Fig. 2 XRD patterns of bentonite, Cr-bentonite, and Cr₂O₃NPs-bentonite samples

SEM and EDS

SEM–EDS analysis was used to study the surface morphology and the elemental constituents of the samples. The SEM images of Cr-bentonite and Cr₂O₃NPs-bentonite samples (Figs. 3a,b and 4a,b, respectively) confirmed the conservation of the structure of the Mnt even after the ion-exchange process and the chemical treatment with NaBH₄. All micrographs showed the same morphology, which corresponds to the presence of aggregates of ancillary minerals in the bentonite (supplementary information Fig. S1); these are heterogeneous in size and have irregularly shaped cavities, similar results to those found by Cheng et al. (Reference Cheng, Zhang, Xie, Chen and Li2013).

Fig. 3 SEM–EDS analysis of Cr-bentonite: a-b SEM images, c EDS spectrum, and d SEM–EDS element mapping images

Fig.4 SEM–EDS analysis of Cr₂O₃NPs-bentonite: a-b SEM images c EDS spectrum, and d SEM–EDS element mapping images

The EDS spectra of Cr-bentonite and Cr₂O₃NPs-bentonite (Figs. 3c and 4c, respectively) revealed brighter areas, indicating the presence of Cr (Ngah et al., Reference Ngah, Teong, Toh and Hanafiah2012). The brighter areas are because of the better electric conduction properties of chromium compared to the Mnt itself. O, Na, Al, and Si were found in both Cr-bentonite and Cr₂O₃NPs-bentonite, which is not surprising because these are the major components of bentonite. The weight percentages of these elements in Cr-bentonite were O (46.98%), Na (0.69%), Al (10.88%), Si (37.09%), and Cr (4.36%) (Fig. 3, embedded table). For the Cr₂O₃NPs-bentonite, the respective weight percentages were O (43.53%), Na (7.26%), Al (9.05%), Si (33.76%), and Cr (6.40%) (Fig. 4). The increase in Na weight was due to chemical treatment with NaBH₄, and the increase in Cr was due to the transformation of Cr(III) to chromium oxide nanoparticles which were dispersed homogeneously on the bentonite surfaces. In addition, the peaks situated at binding energies of 0.5, 5.4, and 5.9 eV indicated the existence of diverse chromium species. Following the element map scan (Figs. 3d and 4d), Cr was clearly intercalated homogeneously on the bentonite. EDS line scan analysis (Fig. 5) was carried out in order to examine the elemental distribution on the Cr-bentonite surfaces; it was distributed homogeneously. That sample thus provided a well dispersed Cr oxide system with a highly reactive catalytic surface. Cr in the Cr₂O₃NPs-bentonite (Fig. 6) was, therefore, uniformly and homogeneously distributed across the whole sample surface and produced a catalytic surface with uniform, active sites.

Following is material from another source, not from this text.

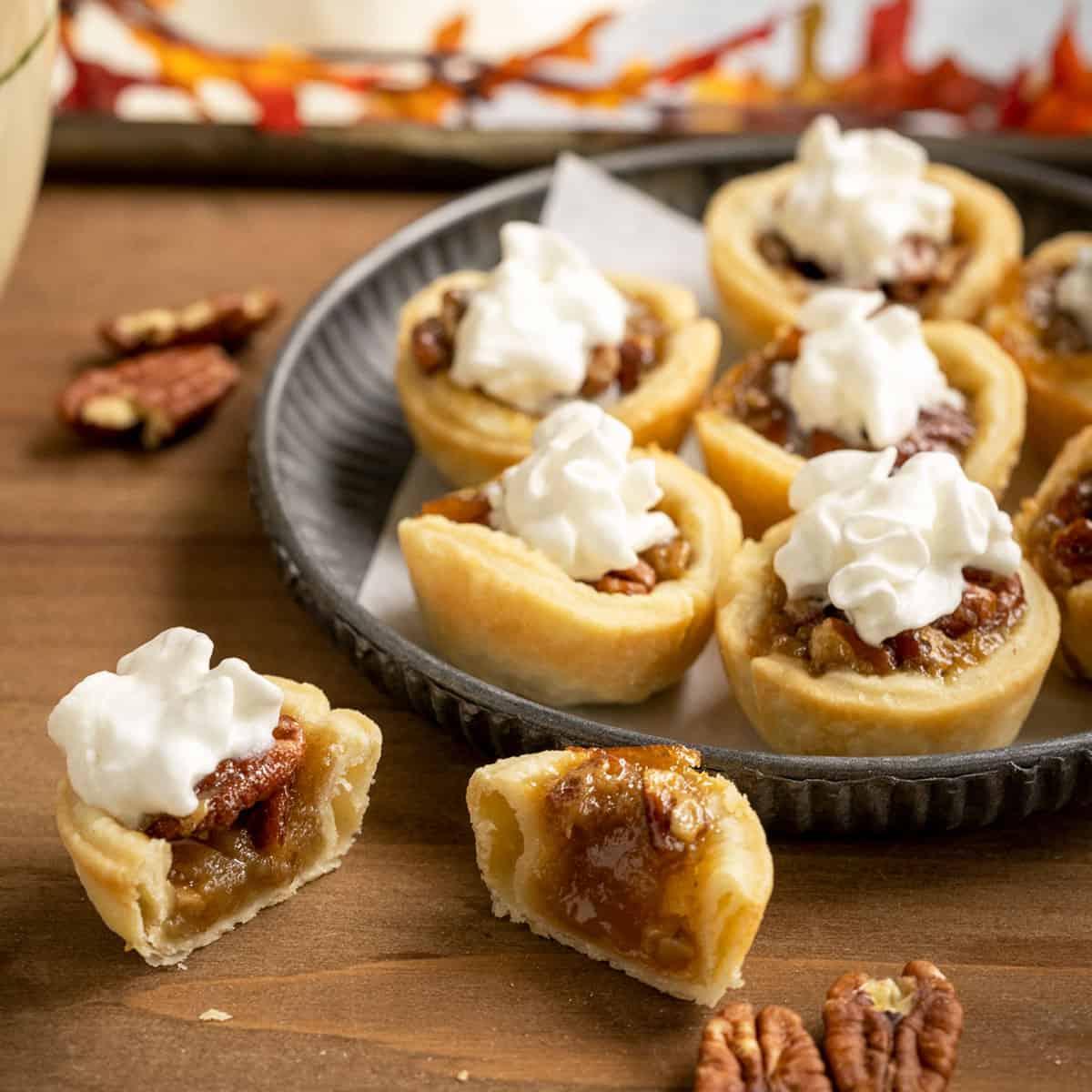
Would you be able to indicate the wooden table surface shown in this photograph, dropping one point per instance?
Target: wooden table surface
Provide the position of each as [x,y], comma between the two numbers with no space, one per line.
[390,973]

Fig. 5 SEM–EDS analysis of Cr-bentonite: a-b line scans of elements and c distribution of Cr

Fig. 6 SEM image and corresponding EDS line scan along the yellow line of the Cr₂O₃NPs-bentonite surface

UV–Vis DR

UV–Vis DR spectroscopy was used to identify the chemical environment and coordination states (Fig. 7) and a large characteristic band in the region of 200–365 nm was revealed and attributed to Al–O and Si–O bonding in the Mnt layers. UV–Vis spectra of the modified Cr-bentonite and Cr₂O₃NPs-bentonite samples indicated the presence of two absorption peaks at 413 and 596 nm, which can be attributed to the presence of several Cr species. In addition, the peak intensity at 314 nm of Cr₂O₃NPs-bentonite was much greater than for the Cr-bentonite. This was due to the transformation of Cr ions to chromium oxide nanoparticles (Ahmad et al., Reference Ahmad, Shamim, Mahmood, Mahmood and Khan2018). In addition, deconvolution of the UV–Vis spectra of the Cr₂O₃NPs-bentonite (Fig. S2) confirmed the presence of the ⁴A_2g → ⁴T_1g transition of the six-coordinate geometry at 413 nm and the ⁴A_2g → ⁴T_2g transition of chromium ions in an octahedral environment at 596 nm (Liang et al., Reference Liang, Zhang, Luo, Luo, Li, Xu and Zhang2014, Reference Liang, Zhang, Luo, Liu, Bai, Xu and Zhang2015).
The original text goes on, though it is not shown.